Art: 86 pn/20 pg = 4.3 panels/page. One double-page spread.

Let's tally up the differences between L:SO and ST/LSH, shall we?

L:SO: 104/20 + 96/20 + 93/20 + 86/20 + 81/20 + 86/20 = 546pn/120pg = 4.6 panels/page

ST/LSH: 78/22 + 77/22 + 74/22 + 78/22 + 63/22 + 86/22 = 456pn/132pg = 3.5 panels/page

The difference between the two is 90 panels. 90 panels is basically one entire comic book. Essentially, L:SO was one comic book longer than ST/LSH, despite being twelve pages shorter.

Or we could look at it this way:

L:SO: $2.99 x 6 = $17.94
ST/LSH: $3.99 x 6 = $23.94.

DC's the bigger and more dominant company, so let's pretend that they're the baseline. They're selling us 546 panels for $17.94. That means that one panel of Chris Batista Legion art costs about 3.3 cents. Let's take that as the standard price. Multiply it by the 456 panels in ST/LSH, and you get $14.98. Did you pay $14.98 for your six issues of ST/LSH? You did not; you paid nine bucks more than that. That's the cost of three DC comics. But at least you got the Moys instead of Batista for the extra money.

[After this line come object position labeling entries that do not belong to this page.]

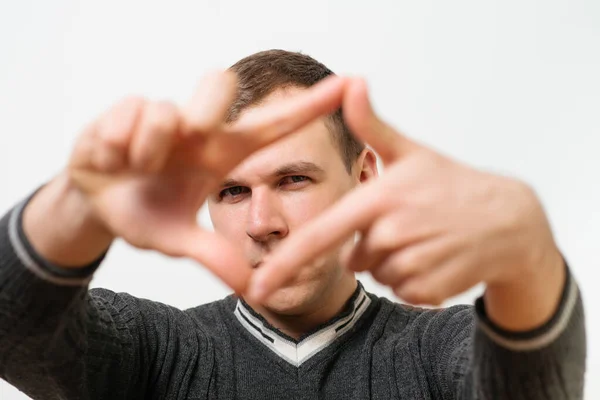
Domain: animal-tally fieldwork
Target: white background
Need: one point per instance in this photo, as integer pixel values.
(510, 86)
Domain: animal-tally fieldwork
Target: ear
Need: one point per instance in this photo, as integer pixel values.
(365, 166)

I know that DC has some advantages that IDW doesn't, and can afford to charge less for their comics. I got no problem with that. But it's no excuse for this level of fluffiness in a comic on the part of IDW.

Membership Notes:

The membership at the end of this issue consists of Lightning Lad, Saturn Girl, Cosmic Boy, Triplicate Girl, Phantom Girl, Colossal Boy, Chameleon Boy, Invisible Kid, and Ultra Boy. There's a set of six headshots of possible new members that includes Brainy and Superman, and four others. Anybody think they know who the four others are? One looks kinda like Shrinking Violet, one could theoretically be Sun Boy, and another maybe Star Boy. I don't have a guess at the girl in the bottom left.